I have seen many “gateways” to the transportation profession in my career. Children with a parent who was an engineer. Children who played with Hot Wheels. Youth that rode transit and wanted to make it better. Kids that would see traffic signals and wondered how they work. Youth that saw Chevy Chase (Eurpoean Vacation) and Goofy trapped in roundabouts and cloverleafs that wanted to help set them free. Children that read maps and became curious about networks. Children of parents who became victims of the toll of our transportation system. Or in my case as a junior in high school, writing a paper on urban mass transit during the era of BART, WMATA and MARTA construction wondering how they built such systems.

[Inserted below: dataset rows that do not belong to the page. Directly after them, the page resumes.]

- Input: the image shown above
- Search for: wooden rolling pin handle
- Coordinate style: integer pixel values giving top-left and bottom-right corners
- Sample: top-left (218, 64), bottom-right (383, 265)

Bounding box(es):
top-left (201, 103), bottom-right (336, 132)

Making the world a better place starts with curiosity which is nurtured by the collaboration of passionate people who share their experiences. People who encourage students to understand the STEM tools students see daily and how they can access these tools to help them become excellent at something meaningful. To solve problems that others talk about. It starts with relationships – something Engineering Week facilitates. Providing a vision to one young person of what they can be, how they are important and how they can have impact.
The transportation profession is changing before our eyes. ITE is there to help carry this journey forward in building skills, networks, credentials and recognition to people making change a reality. You can go to our website and find many tailored STEM activities you can use in the classroom.
Automated vehicles and artificial intelligence will change how our industry can best serve the traveling public – likely in bigger ways than the interstate freeway system and urban mass transit. We are only the next young engineer away from getting there, and who knows you might be the one to introduce them to the challenge. Shape your community.